Planning consultant David Kemp BSc (Hons) MRICS Barrister* (*non-practising) and Director at DRK Planning Ltd, comments

Finding decent opportunities in the market is for many property investors and developers a daily task involving speaking with agents, using online search tools to look for vacant or ‘opportunity’ sites, or other ways of trying to find a ‘gem’ of a deal.

Looking for opportunity in refusals
Many successful developers and investors, especially those investing in their ‘local’ area or within an established market that they know, will keep an eye out for planning applications submitted to or recently decided by the local planning authority, especially if the decision was a refusal.

In such cases, a ‘tired’ landlord or property owner, or speculative developer seeking to ‘cut their losses’ after a disappointing planning result might be looking for a potential exit.
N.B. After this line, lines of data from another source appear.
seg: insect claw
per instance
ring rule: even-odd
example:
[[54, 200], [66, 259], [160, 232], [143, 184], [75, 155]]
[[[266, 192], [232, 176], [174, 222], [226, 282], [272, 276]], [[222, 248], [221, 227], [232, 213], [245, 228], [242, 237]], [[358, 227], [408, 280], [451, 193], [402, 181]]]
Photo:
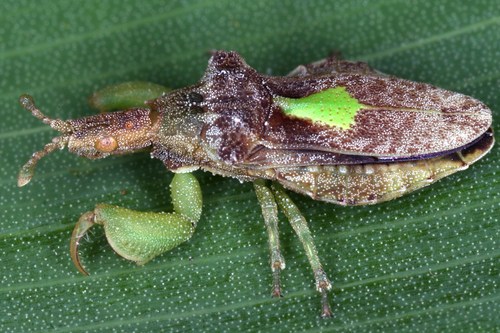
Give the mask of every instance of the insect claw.
[[328, 304], [328, 298], [326, 296], [327, 287], [321, 286], [321, 318], [325, 319], [328, 317], [333, 317], [330, 311], [330, 304]]
[[71, 252], [71, 258], [76, 268], [85, 275], [89, 275], [85, 268], [83, 268], [80, 261], [80, 256], [78, 255], [78, 247], [80, 246], [80, 239], [87, 233], [87, 231], [94, 225], [94, 212], [87, 212], [80, 217], [76, 223], [75, 229], [73, 229], [73, 234], [71, 235], [71, 243], [69, 249]]
[[280, 287], [280, 267], [279, 263], [273, 267], [273, 295], [272, 297], [283, 297]]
If you know how to find potential solutions in a planning refusal, this can open up an opportunity to strike a great deal with a willing vendor.

This was exactly the case with this development, a proposal for rear extensions and extra units to a three-storey, semi-detached block in a Conservation Area in the London Borough of Southwark:

The existing property comprised 3 x 4-bedroom flats – one on each floor to the property, with a generous rear garden area:

Planning permission had recently been sought for a part-1 and part 2-storey rear extension and to convert the property into 6 flats – three studios on the ground floor and 2 flats on the first floor and a flat on the second floor:

However, this was refused for the following reasons:

“…poor quality, owing to undersized ground floor units A and B, poor outlook and access to daylight/sunlight, and the unacceptable risk to the privacy of occupiers of unit B”.  

This referred only to the ground floor units, so it was assumed that the remaining proposed units to the upper floors were all acceptable.